Pas plus que pour la science fondamentale, le consensus d’experts pour la décision ne signifie unanimité ou vérité définitive. Mais il énonce des connaissances qu’il est raisonnable de prendre pour vraies à un instant donné. Et, là aussi, ces connaissances peuvent évoluer : elles sont d’ailleurs sans cesse reconsidérées, réévaluées, mises à jour. Mais il est rare qu’elles contredisent complètement ce qui a été exprimé à un moment donné. Et, comme nous le répétons régulièrement, ces connaissances ne dictent pas les décisions à prendre. Au regard d’une expertise inchangée, par exemple sur la toxicité d’un produit, la société peut ainsi décider de modifier sa gestion du risque (interdire le produit ou le ré-autoriser).

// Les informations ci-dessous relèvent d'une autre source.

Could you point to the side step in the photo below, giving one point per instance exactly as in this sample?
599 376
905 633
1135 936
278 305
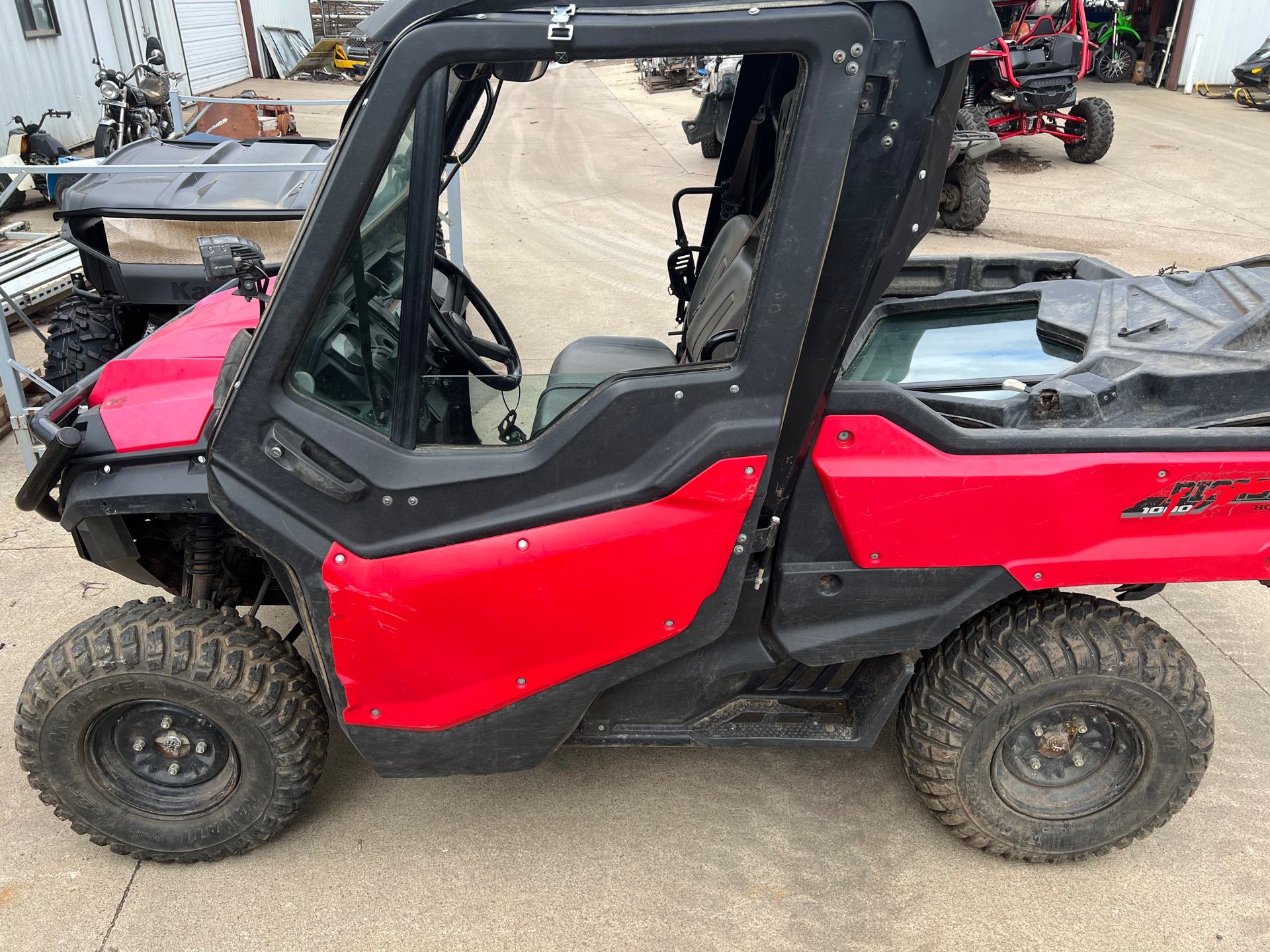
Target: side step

Par ailleurs, si le doute et le désaccord scientifique sont intrinsèques à l’aventure scientifique, il ne faudrait pas en déduire que tout désaccord relève de la science et que toute théorie qui conteste le consensus est révolutionnaire. Le « syndrome de Galilée », souvent invoqué par des voix marginales ou décrédibilisées, ne suffit pas à transformer le propos en assertions refondatrices de la discipline ou du sujet considéré. Enfin, si la controverse fait partie intégrante du débat scientifique, il ne faut surtout pas confondre débat médiatique et débat de spécialistes.